Haghshenas, recognized for his stance against social freedoms, modern scientific advancements, and vaccinations, is reportedly engaged in sexually explicit conversations with the husband of his wife's sister. Media reports indicate that these conversations include references to their past sexual interactions. In 2017, as women activists initiated the "White Wednesday" protests against the compulsory headscarf (hijab), sparked by the arrest of a woman who had removed her white headscarf and displayed it on a pole, Haghshenas organized a solitary counter-demonstration. He held up a banner proclaiming, "I Am a Revolutionary." Seghati and Haghshenas had met each other previously.

== Consequences ==
The release of the homosexual video featuring Seghati sparked a strong reaction across Iranian social media platforms, with online users accusing him of blatant hypocrisy. Despite being hailed as a "champion of Islamic values and the Islamic family" by conservative factions within Gilan province, who endorse his extremist viewpoints, these videos suggest a dual existence he is leading. As reported by Iranian media, Seghati was "replaced" from his position as director general without any accompanying explanation. Notably, this incident led to the arrest of seven other individuals connected to this situation. Surprisingly, despite the video's widespread circulation, Seghati himself has not been subject to legal repercussions. However, it seems that the state is refraining from prosecuting Seghati for his actions, instead actively pursuing the individual responsible for recording, leaking, and disseminating these videos. Mojtaba Zolnouri, the Deputy Speaker of the Parliament of the Islamic Republic, asserted, "The transgressions of those who disseminated these videos outweigh those of the participants." Reza Seghati has chosen not to offer any commentary on the video. A few days following the video's release, the individual behind the Telegram channel "Gilan News," which initially shared these videos, came forward, revealing that he had been subjected to death threats. He also stated that his family members had been briefly detained in Iran.

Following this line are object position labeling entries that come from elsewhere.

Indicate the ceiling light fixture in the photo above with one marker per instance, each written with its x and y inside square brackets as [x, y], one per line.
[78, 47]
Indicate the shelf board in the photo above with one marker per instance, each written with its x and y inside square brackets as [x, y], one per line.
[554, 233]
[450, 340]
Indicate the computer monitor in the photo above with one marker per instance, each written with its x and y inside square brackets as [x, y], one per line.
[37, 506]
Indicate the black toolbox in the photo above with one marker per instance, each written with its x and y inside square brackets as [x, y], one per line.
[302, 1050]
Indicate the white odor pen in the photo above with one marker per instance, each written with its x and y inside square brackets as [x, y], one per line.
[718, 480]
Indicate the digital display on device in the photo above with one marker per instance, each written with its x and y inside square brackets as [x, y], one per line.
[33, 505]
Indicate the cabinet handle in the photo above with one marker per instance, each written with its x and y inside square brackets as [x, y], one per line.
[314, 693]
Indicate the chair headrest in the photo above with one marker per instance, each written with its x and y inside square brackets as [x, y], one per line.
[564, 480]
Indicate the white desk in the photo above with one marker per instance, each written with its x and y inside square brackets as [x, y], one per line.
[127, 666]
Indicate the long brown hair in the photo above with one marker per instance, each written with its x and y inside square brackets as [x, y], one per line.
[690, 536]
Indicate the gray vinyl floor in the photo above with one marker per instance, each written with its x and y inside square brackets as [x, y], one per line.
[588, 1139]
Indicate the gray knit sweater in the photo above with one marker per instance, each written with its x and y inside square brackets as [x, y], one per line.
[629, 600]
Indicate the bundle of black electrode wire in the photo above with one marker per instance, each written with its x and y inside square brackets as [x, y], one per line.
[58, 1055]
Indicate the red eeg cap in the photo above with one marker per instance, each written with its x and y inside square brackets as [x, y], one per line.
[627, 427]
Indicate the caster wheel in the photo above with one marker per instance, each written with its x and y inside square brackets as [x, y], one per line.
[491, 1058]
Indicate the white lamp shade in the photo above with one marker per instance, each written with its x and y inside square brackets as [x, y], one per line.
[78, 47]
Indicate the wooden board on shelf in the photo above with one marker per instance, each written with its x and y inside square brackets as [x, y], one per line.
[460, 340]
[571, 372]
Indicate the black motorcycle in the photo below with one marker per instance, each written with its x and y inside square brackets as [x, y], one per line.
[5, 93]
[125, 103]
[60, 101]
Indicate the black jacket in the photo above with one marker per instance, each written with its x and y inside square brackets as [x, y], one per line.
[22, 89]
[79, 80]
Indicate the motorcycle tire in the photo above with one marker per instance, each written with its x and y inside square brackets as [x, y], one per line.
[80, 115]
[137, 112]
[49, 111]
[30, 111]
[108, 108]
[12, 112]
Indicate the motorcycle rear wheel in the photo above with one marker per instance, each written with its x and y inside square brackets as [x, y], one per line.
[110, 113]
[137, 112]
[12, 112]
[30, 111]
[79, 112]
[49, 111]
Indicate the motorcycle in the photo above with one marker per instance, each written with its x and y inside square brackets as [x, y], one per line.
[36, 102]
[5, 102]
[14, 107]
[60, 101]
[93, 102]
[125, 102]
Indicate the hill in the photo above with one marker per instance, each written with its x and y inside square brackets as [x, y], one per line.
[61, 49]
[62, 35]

The scandal further ignited conjecture regarding the potential involvement of a power struggle within Gilan province. Historical instances have shown that allegations of same-sex relations were employed as a means to eradicate political adversaries. As conveyed by Peyman Behbodi, who oversees Gilan Radio's Telegram channel, operatives from Gilan's Intelligence Department have apprehended the implicated official's sister and nieces. Gilan Radio, in multiple instances, had voiced censure against Seghati, characterizing him as an antagonist to provincial Governor Asadollah Abbasi.

However, Mojtaba Zolnouri, the deputy speaker of the Iranian parliament, expressed that the true wrongdoers were the individuals responsible for leaking the videos that caused embarrassment to Iran's religious leadership. During a visit to a monastery in northern Gilan province, Zolnouri remarked, "The transgression committed by those who disseminated these videos of fornication exceeds that of the individuals involved in the act". The videos were subject of discussion even within the country's National Security Council.